Рождение Изы изменило их супружескую жизнь как пары. В первые годы их отношений Фил видел себя как старшего и мудрого защитника Нэнси. Для этого, конечно, были причины: он любил ее очень глубоко и обеспечил ей надежный дом после беспорядочной жизни в Европе. Нэнси, в свою очередь, влюбилась в «этого чувствительного, замкнутого, но игривого человека. Он принимал меня такой, какой я была. Он никогда не устраивал мне выговоров, не вел себя со мной как с «маленькой» или что-то в этом духе. Он никогда не унижал меня».

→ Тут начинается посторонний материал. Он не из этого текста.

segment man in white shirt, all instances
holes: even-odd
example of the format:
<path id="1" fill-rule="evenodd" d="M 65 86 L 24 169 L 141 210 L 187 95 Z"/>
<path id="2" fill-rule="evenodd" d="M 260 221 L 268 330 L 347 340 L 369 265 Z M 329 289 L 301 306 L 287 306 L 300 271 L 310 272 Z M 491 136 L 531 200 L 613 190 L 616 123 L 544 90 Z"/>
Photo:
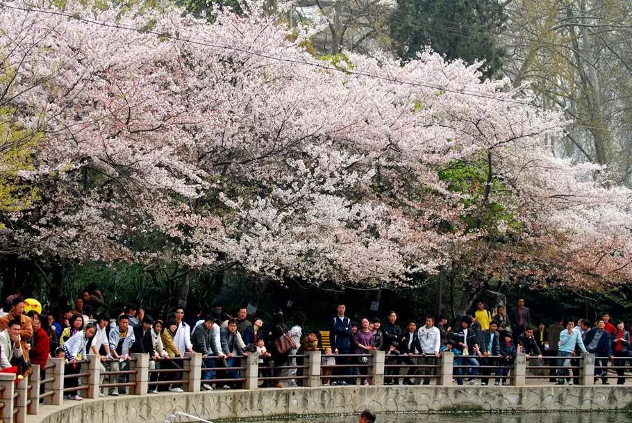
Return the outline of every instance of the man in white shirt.
<path id="1" fill-rule="evenodd" d="M 97 333 L 94 333 L 94 337 L 92 338 L 92 342 L 90 344 L 90 349 L 88 354 L 89 356 L 98 356 L 99 359 L 101 360 L 99 365 L 101 366 L 101 375 L 99 377 L 100 384 L 103 385 L 103 378 L 105 376 L 103 375 L 103 372 L 106 371 L 106 367 L 103 365 L 103 363 L 108 358 L 112 358 L 112 354 L 110 352 L 110 341 L 108 338 L 108 331 L 107 327 L 110 324 L 110 315 L 106 313 L 103 313 L 97 317 L 97 320 L 95 322 L 95 326 L 97 328 Z M 103 351 L 101 351 L 101 349 Z M 106 353 L 106 355 L 102 356 L 101 352 Z M 109 366 L 108 366 L 109 367 Z M 103 397 L 104 394 L 99 391 L 99 396 Z"/>
<path id="2" fill-rule="evenodd" d="M 435 365 L 437 358 L 440 356 L 439 349 L 441 347 L 441 332 L 439 328 L 434 326 L 435 318 L 431 315 L 426 316 L 426 324 L 419 328 L 417 337 L 422 346 L 422 356 L 417 361 L 419 364 Z M 424 385 L 429 385 L 431 376 L 436 373 L 436 369 L 422 367 Z"/>
<path id="3" fill-rule="evenodd" d="M 81 372 L 81 364 L 77 363 L 78 356 L 85 357 L 85 347 L 88 341 L 94 336 L 97 329 L 92 323 L 88 323 L 83 331 L 79 331 L 64 342 L 62 349 L 66 358 L 66 366 L 64 374 L 74 375 Z M 79 385 L 79 379 L 77 377 L 69 377 L 65 381 L 67 388 L 76 388 Z M 83 399 L 78 391 L 67 391 L 65 397 L 67 399 L 81 401 Z"/>
<path id="4" fill-rule="evenodd" d="M 11 360 L 22 356 L 19 337 L 21 323 L 19 320 L 9 322 L 9 327 L 0 332 L 0 367 L 7 369 L 12 367 Z M 16 372 L 17 367 L 15 368 Z"/>
<path id="5" fill-rule="evenodd" d="M 178 322 L 178 328 L 174 335 L 174 343 L 176 345 L 176 347 L 183 354 L 184 351 L 193 352 L 193 344 L 191 343 L 191 326 L 183 320 L 184 307 L 181 306 L 176 307 L 176 313 L 174 317 L 176 322 Z"/>

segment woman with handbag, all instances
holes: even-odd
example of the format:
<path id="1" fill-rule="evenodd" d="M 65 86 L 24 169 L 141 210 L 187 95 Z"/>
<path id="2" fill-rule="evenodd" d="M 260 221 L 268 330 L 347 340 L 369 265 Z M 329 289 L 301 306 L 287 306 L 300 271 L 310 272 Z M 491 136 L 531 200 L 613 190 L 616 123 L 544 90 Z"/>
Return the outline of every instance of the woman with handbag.
<path id="1" fill-rule="evenodd" d="M 356 354 L 368 354 L 372 349 L 375 349 L 373 347 L 373 332 L 369 329 L 369 320 L 365 317 L 360 321 L 362 329 L 354 335 L 354 344 L 356 345 Z M 358 367 L 360 374 L 366 375 L 369 368 L 364 366 L 369 364 L 369 358 L 365 356 L 358 357 L 358 363 L 360 365 Z M 360 383 L 363 385 L 369 384 L 368 378 L 362 378 Z"/>
<path id="2" fill-rule="evenodd" d="M 273 348 L 270 351 L 272 355 L 272 360 L 274 362 L 274 367 L 272 369 L 273 377 L 280 377 L 283 376 L 283 369 L 278 369 L 278 367 L 288 365 L 289 361 L 288 356 L 293 348 L 296 347 L 292 337 L 290 335 L 288 328 L 285 327 L 285 323 L 283 320 L 283 313 L 281 311 L 276 312 L 272 318 L 274 326 L 270 331 L 270 338 L 274 340 Z M 276 381 L 273 388 L 283 388 L 283 385 Z"/>

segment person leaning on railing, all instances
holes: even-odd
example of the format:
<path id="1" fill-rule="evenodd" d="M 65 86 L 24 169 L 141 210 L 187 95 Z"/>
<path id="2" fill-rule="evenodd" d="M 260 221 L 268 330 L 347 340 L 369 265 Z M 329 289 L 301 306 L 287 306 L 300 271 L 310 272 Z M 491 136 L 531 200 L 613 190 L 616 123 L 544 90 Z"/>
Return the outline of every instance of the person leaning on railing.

Но их отношения, даже в самые первые дни, включали двойную взаимозависимость. «Фил был спасателем-спасителем», – вспоминает Нэнси. Хорош ли он был в этом отношении? «Вообще-то не очень, потому что он не был суперсильным человеком. Никто тебя не сможет реально защитить, если имеет много проблем такой же природы. В конце концов, какое бы взаимопонимание между нами ни складывалось, мы оба тащили друг друга вниз». Поначалу, когда Нэнси стала работать на почте, а еще и волонтером в детском саду по соседству, Фил не садился обедать, пока она не вернется. Но по прошествии какого-то времени, особенно после того, как родилась Иза, он все больше стал возмущаться ее занятиями вне дома. «Он никак не хотел, чтобы я куда-нибудь уходила после завтрака, да и вообще. У меня не было никакой свободы».
Линн Сесил, которая была хорошо знакома с Филом и Нэнси в то время, отмечает, что «внимание Фила постоянно было сосредоточено на Нэнси. Желание заботиться о ней происходит от того, что он сам не очень-то заботился о себе». Линн вспоминает, что их брак носил какой-то «детский» характер: «Вместе они вовсе не казались взрослыми. В Изе они видели нечто угрожающее, когда она была совсем маленькой. Фил в то время с большим трудом общался с Нэнси». У Майка Хакетта примерно такие же воспоминания: «Их взаимоотношения изменились после того как родилась Иза. Нэнси стала намного более независимой, да и она перенесла внимание на Изу, ну а что касается Фила, то он всегда любил заботиться о других людях, хотя ему было нужно, чтобы заботились о нем самом. А Нэнси после рождения Изы посвящала ему совсем немного времени».
Несмотря на все свои фобии, Фил оказался очень любящим отцом. В этот период он редко видел свою первую дочь Лору. Враждебность Фила по отношению к Энн и ее враждебность по отношению к его образу жизни привели к тому, что их посещения друг друга стали весьма редкими. С появлением Изы к Филу вернулась радость отцовства, которая у него была во время жизни в Пойнт Рейес Стейшен. Но напряжение из-за разделения внимания между Нэнси и новым ребенком выразило себя в странном соревновании по вскармливанию. Нэнси вспоминает: «Сначала я ее кормила грудью, и у нас возник спор – сколько ей стоит давать молока, и Фил захотел кормить ее [из бутылки] дважды в день. Тогда Иза вообще прекратила есть, и доктор сказал: «В вашем доме слишком напряженные отношения». Здесь нельзя не заметить связь с неправильным кормлением сестры-двойняшки Фила – Джейн. Тут возникает еще одна более удивительная параллель: Фил настаивал на том, что, если Иза плачет, ни в коем случае нельзя ее держать на руках, чтобы не избаловать, – такая «философия» воспитания досталась Филу в наследство от его матери (с каким бы презрением позднее Фил к этому ни относился)».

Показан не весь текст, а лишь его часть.